Alweer heel wat jaren geleden waren wij als familie uitgenodigd voor het bijwonen van een trouwerij op Sumba.
Op het vliegveld werden we opgewacht door de bruidegom die ons met een busje de velden inreed en ons meteen liet omkleden in traditionele dracht. De mannen kregen lendendoeken om met een groot kapmes erin gestoken. Om hun hoofd werd een doek (ikat natuurlijk) gebonden als een tulband. Wij vrouwen kregen een wijde kokerrok om, die je deels dubbelsloeg en bij je middel omrolde tot 'ie min of meer bleef zitten - erboven hielden we ons eigen T-shirt aan. We zouden allemaal dagen aan deze kledij sjorren en trekken, maar pas toen we ons weer in ons Westerse outfit hadden gehesen en ik me weer helemaal 'senang' voelde, bleek dat we door onze omgeving met grote spottende ogen werden aangekeken; we zagen er niet uit, vond men.

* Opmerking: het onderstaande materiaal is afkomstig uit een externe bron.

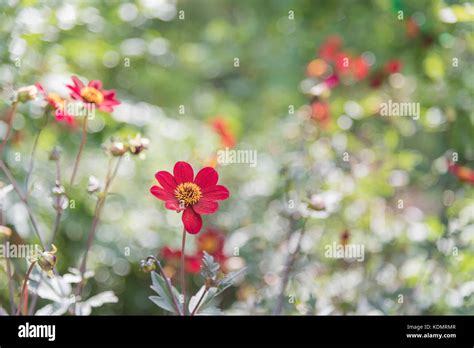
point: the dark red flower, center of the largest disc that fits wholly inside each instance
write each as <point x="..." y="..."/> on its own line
<point x="463" y="173"/>
<point x="192" y="264"/>
<point x="58" y="104"/>
<point x="93" y="93"/>
<point x="212" y="242"/>
<point x="194" y="196"/>
<point x="320" y="112"/>
<point x="360" y="68"/>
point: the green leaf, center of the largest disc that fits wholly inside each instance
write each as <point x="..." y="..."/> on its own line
<point x="229" y="279"/>
<point x="210" y="268"/>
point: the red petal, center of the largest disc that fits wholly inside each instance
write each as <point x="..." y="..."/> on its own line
<point x="166" y="181"/>
<point x="205" y="206"/>
<point x="215" y="193"/>
<point x="183" y="172"/>
<point x="162" y="194"/>
<point x="96" y="84"/>
<point x="206" y="177"/>
<point x="192" y="221"/>
<point x="105" y="108"/>
<point x="192" y="264"/>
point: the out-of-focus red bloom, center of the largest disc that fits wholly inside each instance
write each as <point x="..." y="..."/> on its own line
<point x="58" y="104"/>
<point x="360" y="68"/>
<point x="222" y="128"/>
<point x="194" y="196"/>
<point x="330" y="48"/>
<point x="463" y="173"/>
<point x="212" y="242"/>
<point x="93" y="93"/>
<point x="192" y="263"/>
<point x="393" y="66"/>
<point x="332" y="81"/>
<point x="320" y="112"/>
<point x="345" y="235"/>
<point x="377" y="79"/>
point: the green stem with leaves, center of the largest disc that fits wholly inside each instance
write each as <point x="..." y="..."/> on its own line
<point x="95" y="222"/>
<point x="183" y="271"/>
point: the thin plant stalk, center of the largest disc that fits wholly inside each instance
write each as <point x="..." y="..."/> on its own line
<point x="200" y="300"/>
<point x="183" y="273"/>
<point x="290" y="261"/>
<point x="81" y="148"/>
<point x="95" y="222"/>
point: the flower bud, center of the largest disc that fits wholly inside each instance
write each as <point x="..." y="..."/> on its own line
<point x="47" y="260"/>
<point x="117" y="148"/>
<point x="93" y="185"/>
<point x="55" y="154"/>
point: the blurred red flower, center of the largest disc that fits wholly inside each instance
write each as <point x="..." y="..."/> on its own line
<point x="93" y="93"/>
<point x="192" y="264"/>
<point x="58" y="104"/>
<point x="212" y="242"/>
<point x="463" y="173"/>
<point x="194" y="196"/>
<point x="222" y="128"/>
<point x="393" y="66"/>
<point x="320" y="112"/>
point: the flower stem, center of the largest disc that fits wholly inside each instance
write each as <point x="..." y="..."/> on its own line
<point x="168" y="285"/>
<point x="200" y="300"/>
<point x="24" y="293"/>
<point x="59" y="210"/>
<point x="183" y="273"/>
<point x="81" y="147"/>
<point x="9" y="267"/>
<point x="290" y="261"/>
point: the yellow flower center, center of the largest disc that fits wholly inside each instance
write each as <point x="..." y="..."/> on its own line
<point x="92" y="95"/>
<point x="188" y="193"/>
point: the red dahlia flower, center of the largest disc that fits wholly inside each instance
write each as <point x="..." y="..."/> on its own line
<point x="194" y="196"/>
<point x="93" y="94"/>
<point x="58" y="104"/>
<point x="222" y="128"/>
<point x="212" y="242"/>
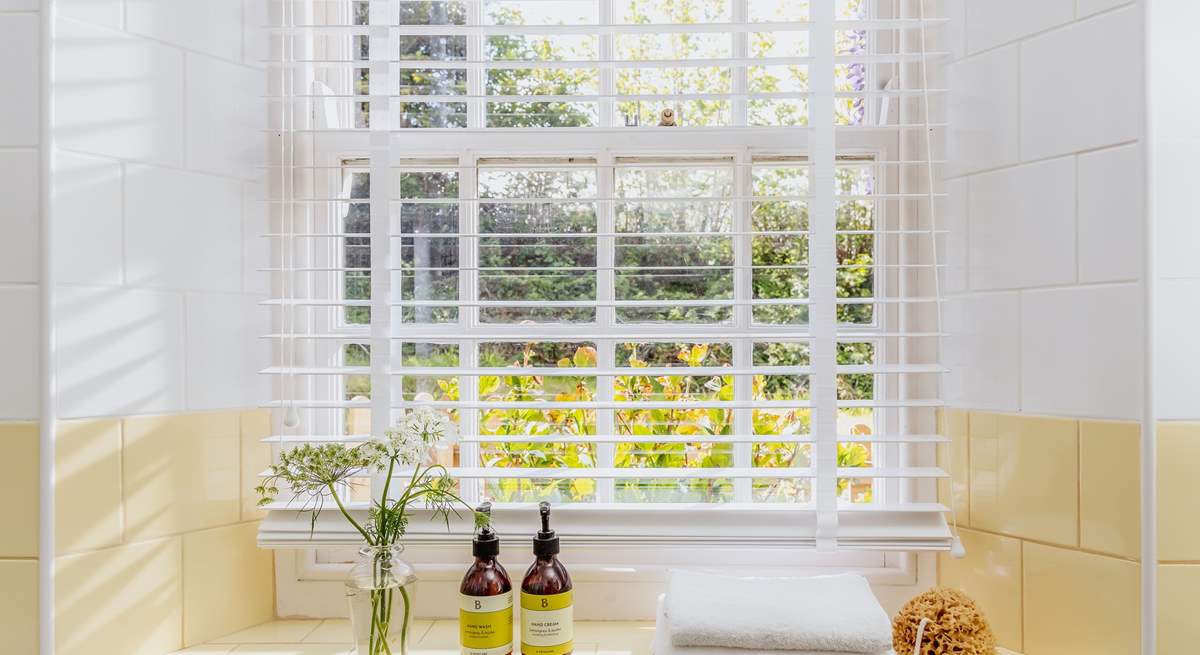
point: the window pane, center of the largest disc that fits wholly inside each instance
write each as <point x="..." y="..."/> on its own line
<point x="856" y="421"/>
<point x="678" y="218"/>
<point x="541" y="203"/>
<point x="357" y="250"/>
<point x="781" y="424"/>
<point x="780" y="253"/>
<point x="429" y="262"/>
<point x="509" y="385"/>
<point x="856" y="244"/>
<point x="700" y="422"/>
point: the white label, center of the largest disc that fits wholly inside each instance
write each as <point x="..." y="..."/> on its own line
<point x="549" y="628"/>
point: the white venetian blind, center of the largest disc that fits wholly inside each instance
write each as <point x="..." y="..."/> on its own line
<point x="475" y="210"/>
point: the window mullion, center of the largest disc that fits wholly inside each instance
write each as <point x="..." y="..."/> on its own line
<point x="383" y="38"/>
<point x="741" y="72"/>
<point x="606" y="318"/>
<point x="477" y="83"/>
<point x="468" y="319"/>
<point x="743" y="317"/>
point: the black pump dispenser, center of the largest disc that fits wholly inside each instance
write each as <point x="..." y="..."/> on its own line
<point x="486" y="542"/>
<point x="545" y="544"/>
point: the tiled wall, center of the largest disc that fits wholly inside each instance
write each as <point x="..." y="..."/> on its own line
<point x="1049" y="515"/>
<point x="156" y="532"/>
<point x="156" y="239"/>
<point x="1047" y="216"/>
<point x="19" y="342"/>
<point x="1048" y="222"/>
<point x="157" y="220"/>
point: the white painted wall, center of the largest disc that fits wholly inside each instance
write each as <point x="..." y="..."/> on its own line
<point x="1047" y="218"/>
<point x="1175" y="202"/>
<point x="159" y="118"/>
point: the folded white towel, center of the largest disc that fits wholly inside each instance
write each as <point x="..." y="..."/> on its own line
<point x="837" y="613"/>
<point x="663" y="646"/>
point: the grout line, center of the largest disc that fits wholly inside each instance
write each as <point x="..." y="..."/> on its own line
<point x="1059" y="546"/>
<point x="1041" y="160"/>
<point x="1044" y="31"/>
<point x="1075" y="198"/>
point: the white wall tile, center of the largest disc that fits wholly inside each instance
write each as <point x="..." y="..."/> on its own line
<point x="19" y="79"/>
<point x="183" y="230"/>
<point x="88" y="221"/>
<point x="19" y="222"/>
<point x="1176" y="205"/>
<point x="256" y="42"/>
<point x="211" y="26"/>
<point x="97" y="12"/>
<point x="1111" y="209"/>
<point x="225" y="118"/>
<point x="952" y="216"/>
<point x="256" y="251"/>
<point x="19" y="347"/>
<point x="1176" y="349"/>
<point x="225" y="352"/>
<point x="1081" y="352"/>
<point x="982" y="352"/>
<point x="990" y="23"/>
<point x="119" y="95"/>
<point x="120" y="352"/>
<point x="983" y="112"/>
<point x="1023" y="226"/>
<point x="1171" y="41"/>
<point x="1087" y="7"/>
<point x="1081" y="85"/>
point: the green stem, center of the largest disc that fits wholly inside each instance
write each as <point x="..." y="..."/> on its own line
<point x="348" y="517"/>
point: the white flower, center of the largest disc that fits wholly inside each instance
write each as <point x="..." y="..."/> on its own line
<point x="409" y="440"/>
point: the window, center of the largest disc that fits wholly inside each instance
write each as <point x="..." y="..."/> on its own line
<point x="738" y="311"/>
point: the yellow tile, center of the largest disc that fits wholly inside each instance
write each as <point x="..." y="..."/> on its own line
<point x="1025" y="476"/>
<point x="88" y="485"/>
<point x="228" y="582"/>
<point x="120" y="601"/>
<point x="181" y="473"/>
<point x="1179" y="532"/>
<point x="282" y="631"/>
<point x="18" y="479"/>
<point x="256" y="456"/>
<point x="953" y="458"/>
<point x="1109" y="487"/>
<point x="1179" y="589"/>
<point x="991" y="575"/>
<point x="18" y="606"/>
<point x="1079" y="604"/>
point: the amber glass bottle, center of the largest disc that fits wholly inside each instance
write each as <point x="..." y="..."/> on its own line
<point x="546" y="598"/>
<point x="485" y="610"/>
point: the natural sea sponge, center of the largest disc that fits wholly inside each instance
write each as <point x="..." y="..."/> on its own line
<point x="957" y="625"/>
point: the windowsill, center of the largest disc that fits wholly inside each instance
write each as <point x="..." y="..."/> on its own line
<point x="441" y="637"/>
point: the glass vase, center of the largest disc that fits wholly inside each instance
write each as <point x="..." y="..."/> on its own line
<point x="381" y="590"/>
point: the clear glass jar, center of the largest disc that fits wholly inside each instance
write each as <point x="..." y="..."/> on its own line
<point x="382" y="589"/>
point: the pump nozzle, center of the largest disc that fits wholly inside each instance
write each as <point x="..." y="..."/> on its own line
<point x="486" y="542"/>
<point x="545" y="544"/>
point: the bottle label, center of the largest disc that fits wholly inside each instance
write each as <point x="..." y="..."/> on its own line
<point x="485" y="624"/>
<point x="547" y="624"/>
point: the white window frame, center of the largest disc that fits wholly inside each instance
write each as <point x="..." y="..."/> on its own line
<point x="303" y="571"/>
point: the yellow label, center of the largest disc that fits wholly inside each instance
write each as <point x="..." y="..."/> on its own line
<point x="547" y="624"/>
<point x="485" y="624"/>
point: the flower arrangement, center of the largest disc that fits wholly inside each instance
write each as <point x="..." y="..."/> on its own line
<point x="317" y="473"/>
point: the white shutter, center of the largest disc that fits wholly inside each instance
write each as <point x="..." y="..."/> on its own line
<point x="736" y="316"/>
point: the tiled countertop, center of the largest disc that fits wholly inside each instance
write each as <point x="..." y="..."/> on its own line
<point x="331" y="636"/>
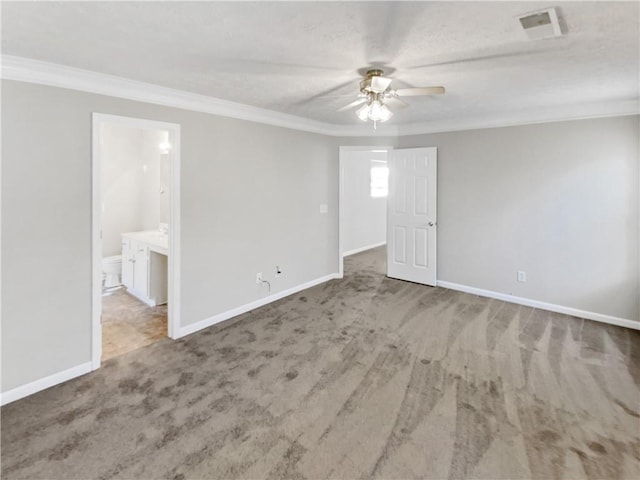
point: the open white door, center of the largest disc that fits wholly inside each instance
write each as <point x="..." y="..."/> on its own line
<point x="411" y="215"/>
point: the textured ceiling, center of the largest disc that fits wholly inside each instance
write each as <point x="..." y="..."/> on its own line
<point x="304" y="58"/>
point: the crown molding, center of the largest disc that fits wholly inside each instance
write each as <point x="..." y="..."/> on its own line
<point x="558" y="113"/>
<point x="55" y="75"/>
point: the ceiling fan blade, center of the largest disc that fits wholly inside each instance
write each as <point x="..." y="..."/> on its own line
<point x="353" y="104"/>
<point x="395" y="103"/>
<point x="413" y="92"/>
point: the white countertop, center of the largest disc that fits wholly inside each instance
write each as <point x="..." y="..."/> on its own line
<point x="157" y="241"/>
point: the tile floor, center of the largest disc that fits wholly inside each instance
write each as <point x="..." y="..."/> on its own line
<point x="128" y="324"/>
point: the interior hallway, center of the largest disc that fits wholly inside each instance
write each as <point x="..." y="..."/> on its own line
<point x="360" y="377"/>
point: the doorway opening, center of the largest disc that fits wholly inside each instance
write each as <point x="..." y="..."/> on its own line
<point x="135" y="223"/>
<point x="390" y="196"/>
<point x="363" y="200"/>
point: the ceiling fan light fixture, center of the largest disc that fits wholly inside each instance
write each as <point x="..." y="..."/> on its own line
<point x="363" y="113"/>
<point x="375" y="110"/>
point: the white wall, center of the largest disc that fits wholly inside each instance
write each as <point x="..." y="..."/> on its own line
<point x="364" y="218"/>
<point x="557" y="200"/>
<point x="250" y="200"/>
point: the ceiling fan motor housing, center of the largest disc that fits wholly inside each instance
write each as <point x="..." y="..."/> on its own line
<point x="375" y="82"/>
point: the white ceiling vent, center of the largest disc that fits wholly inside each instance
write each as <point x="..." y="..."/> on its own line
<point x="541" y="24"/>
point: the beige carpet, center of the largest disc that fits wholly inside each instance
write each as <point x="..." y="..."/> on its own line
<point x="366" y="377"/>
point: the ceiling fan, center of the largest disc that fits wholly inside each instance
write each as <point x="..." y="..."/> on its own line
<point x="376" y="94"/>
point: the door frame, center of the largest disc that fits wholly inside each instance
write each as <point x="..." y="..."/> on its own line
<point x="343" y="151"/>
<point x="173" y="309"/>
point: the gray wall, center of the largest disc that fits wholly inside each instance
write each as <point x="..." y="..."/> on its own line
<point x="250" y="201"/>
<point x="557" y="200"/>
<point x="364" y="220"/>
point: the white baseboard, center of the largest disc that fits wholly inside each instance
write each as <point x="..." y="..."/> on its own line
<point x="44" y="383"/>
<point x="221" y="317"/>
<point x="598" y="317"/>
<point x="362" y="249"/>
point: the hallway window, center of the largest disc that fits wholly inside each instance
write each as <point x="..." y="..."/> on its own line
<point x="379" y="181"/>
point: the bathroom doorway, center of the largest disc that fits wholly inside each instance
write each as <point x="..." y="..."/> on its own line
<point x="135" y="182"/>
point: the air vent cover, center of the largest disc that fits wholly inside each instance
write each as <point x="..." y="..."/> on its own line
<point x="541" y="24"/>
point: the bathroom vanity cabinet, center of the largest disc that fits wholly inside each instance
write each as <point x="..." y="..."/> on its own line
<point x="144" y="266"/>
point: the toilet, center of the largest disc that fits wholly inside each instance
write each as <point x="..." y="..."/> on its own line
<point x="112" y="268"/>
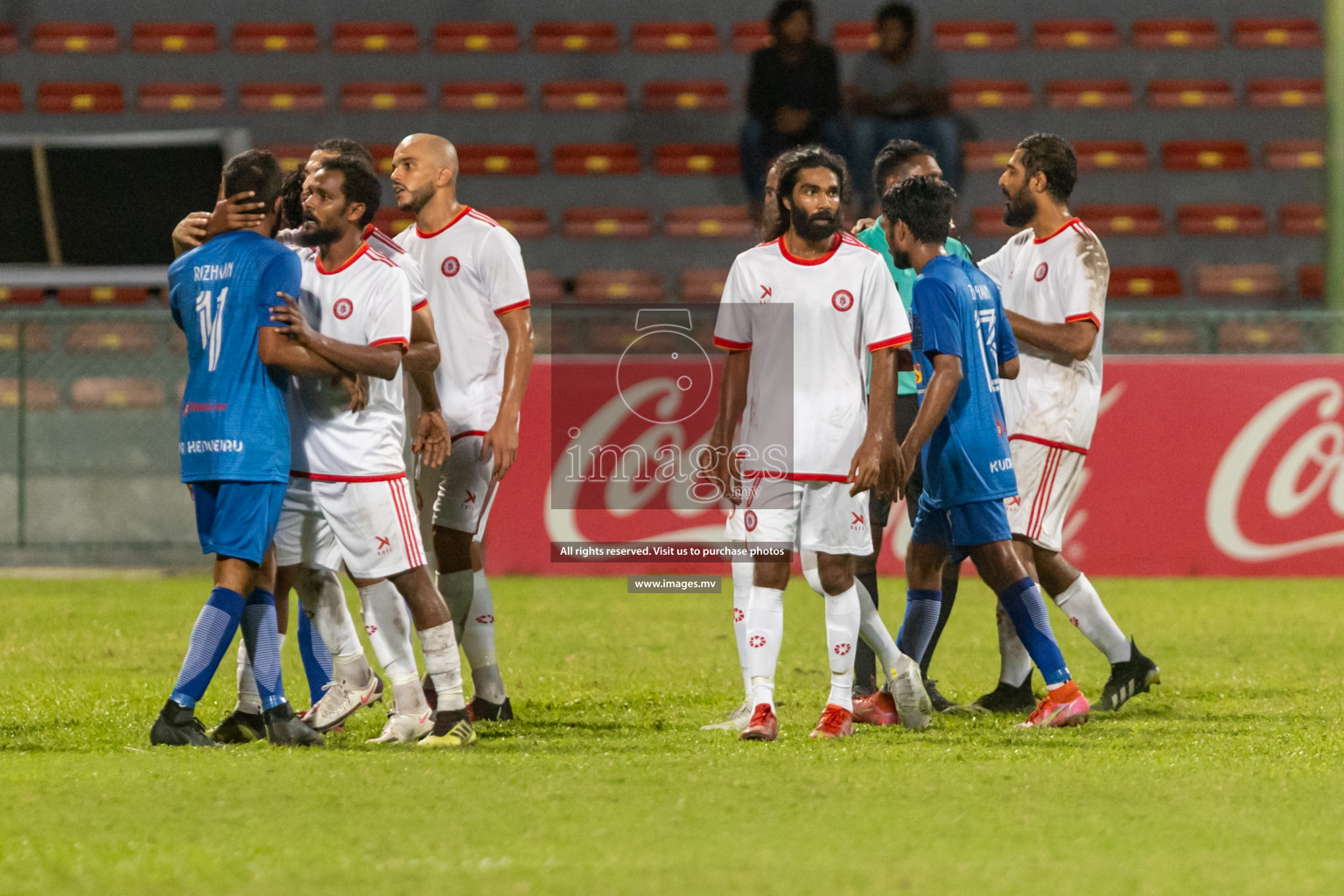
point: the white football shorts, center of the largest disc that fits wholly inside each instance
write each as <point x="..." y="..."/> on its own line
<point x="368" y="526"/>
<point x="1048" y="479"/>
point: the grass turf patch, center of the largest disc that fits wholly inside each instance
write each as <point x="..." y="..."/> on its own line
<point x="1228" y="778"/>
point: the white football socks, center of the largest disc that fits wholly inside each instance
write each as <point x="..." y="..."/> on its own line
<point x="1083" y="607"/>
<point x="479" y="642"/>
<point x="765" y="632"/>
<point x="842" y="634"/>
<point x="744" y="572"/>
<point x="444" y="665"/>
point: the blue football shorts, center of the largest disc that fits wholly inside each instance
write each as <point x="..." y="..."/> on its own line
<point x="237" y="519"/>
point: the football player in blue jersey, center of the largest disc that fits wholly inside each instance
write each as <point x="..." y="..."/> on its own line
<point x="962" y="346"/>
<point x="234" y="444"/>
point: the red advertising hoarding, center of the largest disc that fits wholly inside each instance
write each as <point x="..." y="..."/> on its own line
<point x="1221" y="465"/>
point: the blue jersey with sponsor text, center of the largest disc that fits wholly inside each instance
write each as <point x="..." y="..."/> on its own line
<point x="957" y="311"/>
<point x="233" y="426"/>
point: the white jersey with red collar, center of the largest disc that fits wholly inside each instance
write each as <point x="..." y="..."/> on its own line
<point x="1057" y="280"/>
<point x="473" y="273"/>
<point x="366" y="301"/>
<point x="810" y="326"/>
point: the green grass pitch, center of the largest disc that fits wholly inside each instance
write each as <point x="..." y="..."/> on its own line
<point x="1228" y="780"/>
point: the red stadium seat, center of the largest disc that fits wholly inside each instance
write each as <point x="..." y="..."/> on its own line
<point x="483" y="95"/>
<point x="498" y="158"/>
<point x="1268" y="336"/>
<point x="1176" y="34"/>
<point x="619" y="285"/>
<point x="193" y="38"/>
<point x="74" y="37"/>
<point x="281" y="95"/>
<point x="1311" y="281"/>
<point x="1288" y="155"/>
<point x="382" y="95"/>
<point x="987" y="155"/>
<point x="1088" y="94"/>
<point x="1206" y="155"/>
<point x="696" y="158"/>
<point x="476" y="37"/>
<point x="80" y="95"/>
<point x="1190" y="93"/>
<point x="584" y="222"/>
<point x="1110" y="155"/>
<point x="1144" y="283"/>
<point x="133" y="339"/>
<point x="20" y="296"/>
<point x="1239" y="281"/>
<point x="275" y="37"/>
<point x="1294" y="34"/>
<point x="543" y="286"/>
<point x="1123" y="220"/>
<point x="749" y="37"/>
<point x="85" y="296"/>
<point x="702" y="286"/>
<point x="854" y="37"/>
<point x="1156" y="339"/>
<point x="710" y="220"/>
<point x="975" y="35"/>
<point x="1221" y="220"/>
<point x="596" y="158"/>
<point x="391" y="220"/>
<point x="374" y="37"/>
<point x="524" y="222"/>
<point x="574" y="37"/>
<point x="1075" y="34"/>
<point x="1285" y="93"/>
<point x="1301" y="220"/>
<point x="39" y="396"/>
<point x="702" y="95"/>
<point x="11" y="97"/>
<point x="172" y="95"/>
<point x="584" y="95"/>
<point x="675" y="37"/>
<point x="116" y="394"/>
<point x="990" y="94"/>
<point x="988" y="220"/>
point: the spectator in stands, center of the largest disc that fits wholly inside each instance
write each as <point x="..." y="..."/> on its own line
<point x="794" y="94"/>
<point x="900" y="92"/>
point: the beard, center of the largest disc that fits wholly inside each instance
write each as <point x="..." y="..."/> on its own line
<point x="1019" y="208"/>
<point x="815" y="228"/>
<point x="413" y="200"/>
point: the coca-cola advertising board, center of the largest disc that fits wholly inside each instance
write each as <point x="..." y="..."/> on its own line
<point x="1221" y="465"/>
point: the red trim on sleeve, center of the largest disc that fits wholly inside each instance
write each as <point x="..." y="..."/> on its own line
<point x="318" y="258"/>
<point x="328" y="477"/>
<point x="890" y="343"/>
<point x="514" y="306"/>
<point x="460" y="216"/>
<point x="794" y="258"/>
<point x="1062" y="446"/>
<point x="1066" y="226"/>
<point x="393" y="340"/>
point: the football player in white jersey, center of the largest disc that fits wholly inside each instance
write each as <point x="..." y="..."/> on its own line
<point x="350" y="501"/>
<point x="1053" y="277"/>
<point x="478" y="291"/>
<point x="800" y="315"/>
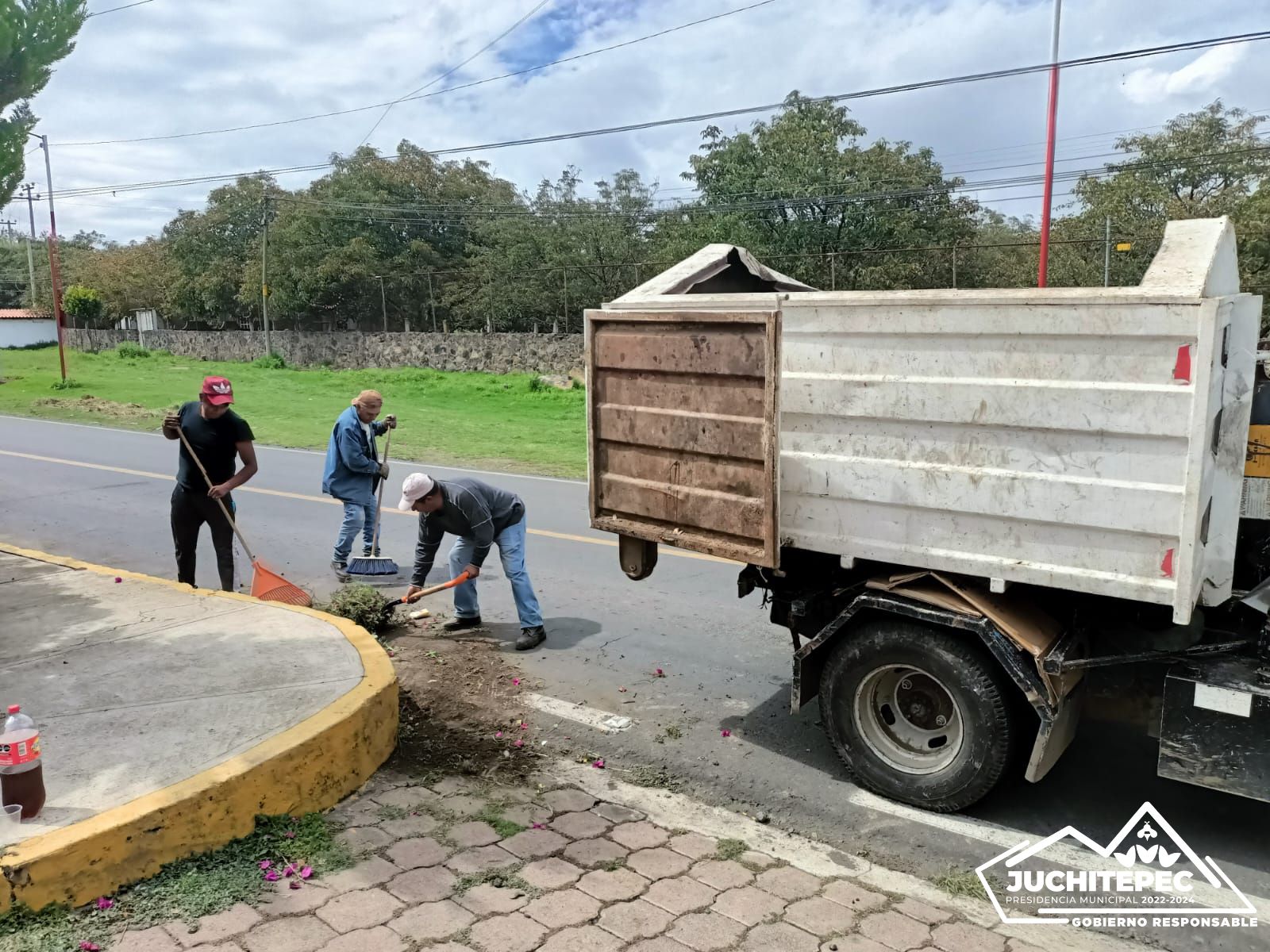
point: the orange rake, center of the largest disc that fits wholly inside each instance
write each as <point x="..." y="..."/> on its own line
<point x="267" y="584"/>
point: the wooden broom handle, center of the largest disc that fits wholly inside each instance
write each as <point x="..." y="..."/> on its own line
<point x="211" y="486"/>
<point x="379" y="499"/>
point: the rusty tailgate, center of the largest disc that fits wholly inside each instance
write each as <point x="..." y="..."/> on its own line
<point x="683" y="429"/>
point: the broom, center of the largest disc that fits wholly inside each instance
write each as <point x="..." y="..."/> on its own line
<point x="374" y="564"/>
<point x="267" y="584"/>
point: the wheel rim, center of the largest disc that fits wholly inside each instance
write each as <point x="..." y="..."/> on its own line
<point x="908" y="719"/>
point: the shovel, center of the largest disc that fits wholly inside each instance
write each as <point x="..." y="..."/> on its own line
<point x="410" y="600"/>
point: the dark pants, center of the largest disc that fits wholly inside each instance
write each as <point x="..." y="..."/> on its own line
<point x="190" y="511"/>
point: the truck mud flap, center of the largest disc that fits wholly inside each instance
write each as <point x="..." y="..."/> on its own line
<point x="1214" y="730"/>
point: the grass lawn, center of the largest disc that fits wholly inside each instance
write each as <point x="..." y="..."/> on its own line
<point x="480" y="420"/>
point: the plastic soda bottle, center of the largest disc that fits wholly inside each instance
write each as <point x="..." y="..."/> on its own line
<point x="22" y="774"/>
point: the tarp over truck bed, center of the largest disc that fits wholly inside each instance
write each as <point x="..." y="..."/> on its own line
<point x="1089" y="440"/>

Maar goed, daar zaten we in ons Sumbanese kloffie bij onze gastfamilie op de veranda voor het avondmaal. De vrouw des huizes was de kok en bleef achter een gordijn verborgen, terwijl wij onze maaltijd kregen voorgeschoteld, allemaal in een keurig, zij het wat gechipt, geƫmailleerd kommetje. In die kom zat een mooie portie rijst met brokken varkensvet, de huid en haren er nog aan. Tussen de rijst zaten wat sliertjes Indonesische spinazie (kangkung; waterspinazie om precies te zijn). Het vlees-zonder-vlees was zo moddervet dat ik het niet wegkreeg. Gelukkig zaten we gehurkt op brede planken, met grote kieren ertussen, dus kon ik, als onze gastheer niet keek, de stukken vet door de vloer heen drukken. Onder de planken liepen kippen en varkens. Je hoorde ze gretig aan komen lopen en even later schrokken als er weer een stukje vet op de grond viel. Iedereen blij!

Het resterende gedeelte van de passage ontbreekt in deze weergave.